While numerous scientific consortia have advanced our understanding of neuronal organization, the available mapping techniques remain imperfect. For example, serial electron microscope techniques are limited to the area they can map, and tracer-based techniques are limited in the detail resolution. This new approach makes it possible to learn about organizational principles of neuronal networks that would otherwise be nearly impossible to study.

Instead of trying to trace entire neurons all the way from the axon tips to the cell body, Tsuriel labeled only the cell body, but in a way that indicates the locations of its axonal branches. With that aim, he used multiple injections in overlapping regions of a target tissue, with three or more differently colored retrograde tracers.


At each point the tracer was injected in a high concentration and spread to the area between the injection points, such that each area in the target tissue had a different color combination depending on its distance from the injection site.

Axons leading to each area took up the dyes and transported them in small vesicles to the cell body, such that each vesicle had a color combination reflecting the area it was taken from.

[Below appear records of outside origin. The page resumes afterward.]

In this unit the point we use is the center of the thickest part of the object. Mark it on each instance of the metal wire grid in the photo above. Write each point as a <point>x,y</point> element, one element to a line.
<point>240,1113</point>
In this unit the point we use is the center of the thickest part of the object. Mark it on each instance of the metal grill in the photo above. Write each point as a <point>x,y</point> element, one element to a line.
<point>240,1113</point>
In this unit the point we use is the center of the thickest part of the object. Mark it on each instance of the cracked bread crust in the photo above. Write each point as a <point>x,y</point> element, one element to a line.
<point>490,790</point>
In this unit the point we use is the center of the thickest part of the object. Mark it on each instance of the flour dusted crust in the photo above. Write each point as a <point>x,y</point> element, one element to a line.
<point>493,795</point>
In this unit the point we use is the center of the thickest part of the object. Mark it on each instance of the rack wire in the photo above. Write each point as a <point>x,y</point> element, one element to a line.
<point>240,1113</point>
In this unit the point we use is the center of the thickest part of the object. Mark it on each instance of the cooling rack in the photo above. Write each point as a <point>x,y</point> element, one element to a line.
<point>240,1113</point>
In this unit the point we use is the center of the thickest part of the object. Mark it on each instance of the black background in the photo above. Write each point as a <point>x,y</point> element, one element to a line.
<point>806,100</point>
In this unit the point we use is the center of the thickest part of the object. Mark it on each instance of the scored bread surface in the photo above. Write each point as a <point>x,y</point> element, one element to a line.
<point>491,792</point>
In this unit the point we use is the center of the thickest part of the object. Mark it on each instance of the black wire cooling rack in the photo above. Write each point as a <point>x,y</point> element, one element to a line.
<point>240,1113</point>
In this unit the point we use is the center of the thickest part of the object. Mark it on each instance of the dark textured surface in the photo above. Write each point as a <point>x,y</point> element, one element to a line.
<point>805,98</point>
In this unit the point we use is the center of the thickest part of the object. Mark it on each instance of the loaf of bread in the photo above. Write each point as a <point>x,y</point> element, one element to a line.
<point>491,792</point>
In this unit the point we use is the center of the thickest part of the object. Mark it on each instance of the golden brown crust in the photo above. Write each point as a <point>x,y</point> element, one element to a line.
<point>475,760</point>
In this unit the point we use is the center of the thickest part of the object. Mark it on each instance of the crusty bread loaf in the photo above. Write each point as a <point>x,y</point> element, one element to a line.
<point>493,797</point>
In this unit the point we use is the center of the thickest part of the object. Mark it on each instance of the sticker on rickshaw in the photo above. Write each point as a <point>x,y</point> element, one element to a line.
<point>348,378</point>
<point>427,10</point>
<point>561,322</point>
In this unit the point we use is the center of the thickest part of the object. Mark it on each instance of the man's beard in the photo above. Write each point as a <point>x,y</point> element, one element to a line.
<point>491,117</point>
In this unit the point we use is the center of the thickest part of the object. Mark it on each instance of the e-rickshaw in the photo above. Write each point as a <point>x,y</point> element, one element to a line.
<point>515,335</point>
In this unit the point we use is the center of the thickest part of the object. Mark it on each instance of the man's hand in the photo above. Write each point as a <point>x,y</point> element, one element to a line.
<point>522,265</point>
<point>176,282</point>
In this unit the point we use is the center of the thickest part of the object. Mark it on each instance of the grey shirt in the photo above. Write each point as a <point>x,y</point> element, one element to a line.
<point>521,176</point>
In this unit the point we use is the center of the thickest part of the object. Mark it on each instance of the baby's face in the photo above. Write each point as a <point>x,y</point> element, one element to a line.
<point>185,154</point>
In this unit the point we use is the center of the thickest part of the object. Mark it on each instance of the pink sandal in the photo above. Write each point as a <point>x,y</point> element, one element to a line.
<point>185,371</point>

A few hours after the injection, each neuronal cell body was filled with vesicles in a variety of colors reflecting the colors in the areas that these neurons innervate. Thus, based on the combinations and intensities of the colors in the individual vesicles transported to the cell, the projection sites of the axon can be outlined.

“The new method that we developed allows us to answer a ‘big question’ in neuroscience about the organizational principles of neuronal circuitism,” explained Binshtok.

“Using the NPS technique that maps many axons in the same tissue, we now can study what defines the routes along which the neurons will send their projections, as well as their targets. We can also learn how the wiring of the neuronal circuits changes during development and in a variety of pathological conditions. The answers to these questions will be the first step to comprehending how the information flows and is processed in the nervous system and how changes in the neuronal organization affect neuronal function. I believe many scientists will find the NPS approach useful to help them answer the question of how the brain works.”